DOCOMOMO Louisiana participated as a consulting party in several FEMA-sponsored Section 106 consultations, hoping to preserve threatened modern architecture and in doing so benefit Lousiana’s recovery. However the process has failed in New Orleans. None of the modern structures are being saved. For example, in 2009 FEMA determined the Carver auditorium and cafeteria buildings were eligible for the National Register of Historic Places. DOCOMOMO Louisiana advocated for the auditorium structure to be retained as part of a new campus plan and suggested that it be adaptively reused as an open air pavilion. However, the City of New Orleans issued a demolition permit on November 1, 2010. Demolition is active and expected to be complete by the time this article is published. DOCOMOMO Louisiana has filed objections with FEMA and withdrawn from further participation in Section 106 consultations. Not only has the process failed to live up to the spirit of the National Historic Preservation Act, it has absorbed this organization’s energies and dictated a hyper active advocacy agenda with no positive results. This must change.
Learning from New Orleans
Currently, DOCOMOMO Louisiana is investigating alternative approaches to advocacy by identifying opportunities to educate the public and celebrate or modern heritage. The first step is to focus on a widespread effort to educate the public about modernism in our midst, its significance in the landscape, and the inherent sustainability of its adaptive reuse. This can be accomplished by meeting with neighborhood groups, hosting architectural tours and also by sponsoring a city-wide campaign to landmark our beloved but recently endangered Louisiana Superdome (1975, Curtis and Davis).

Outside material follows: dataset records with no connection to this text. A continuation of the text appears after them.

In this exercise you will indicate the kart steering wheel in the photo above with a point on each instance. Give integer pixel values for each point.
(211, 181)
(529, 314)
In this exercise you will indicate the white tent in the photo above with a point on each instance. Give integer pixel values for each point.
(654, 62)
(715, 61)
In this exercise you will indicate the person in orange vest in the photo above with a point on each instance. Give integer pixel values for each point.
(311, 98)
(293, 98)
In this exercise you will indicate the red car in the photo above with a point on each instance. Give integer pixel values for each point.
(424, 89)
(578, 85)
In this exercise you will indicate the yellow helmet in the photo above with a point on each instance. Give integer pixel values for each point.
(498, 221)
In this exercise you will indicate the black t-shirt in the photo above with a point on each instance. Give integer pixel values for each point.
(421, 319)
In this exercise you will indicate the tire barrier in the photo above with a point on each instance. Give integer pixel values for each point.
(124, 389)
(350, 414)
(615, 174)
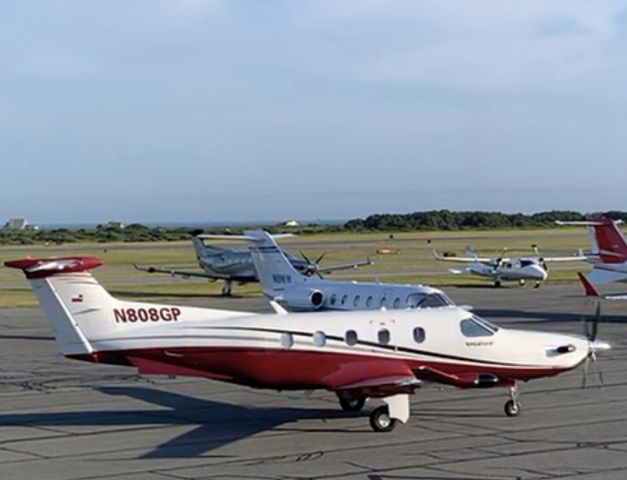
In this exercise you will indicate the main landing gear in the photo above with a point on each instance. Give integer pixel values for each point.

Engaging with real estate developers may also provide better opportunities for conservation, by identifying vacant modern buildings and discussing both their historic significance and tax credits available for renovation. Reinvesting in a weathered and awkwardly adapted but structurally innovative modernist building has the potential to renew the futuristic spirit of the recent past and even be emblematic of the city’s recovery. DOCOMOMO Louisiana will continue to work towards the documentation and conservation of our region’s sites, buildings and neighborhoods of the modernist movement. We sincerely hope to be left with more than just documentation.
About DOCOMOMO Louisiana
DOCOMOMO Louisiana is a regional chapter of an international committee dedicated to the documentation and conservation of the buildings, sites and neighborhoods of the modern movement. In accordance with DOCOMOMO-US, the Louisiana chapter advocates the documentation and conservation of the City of New Orleans, State of Louisiana and the Gulf South region’s manifestations of the Modern movement.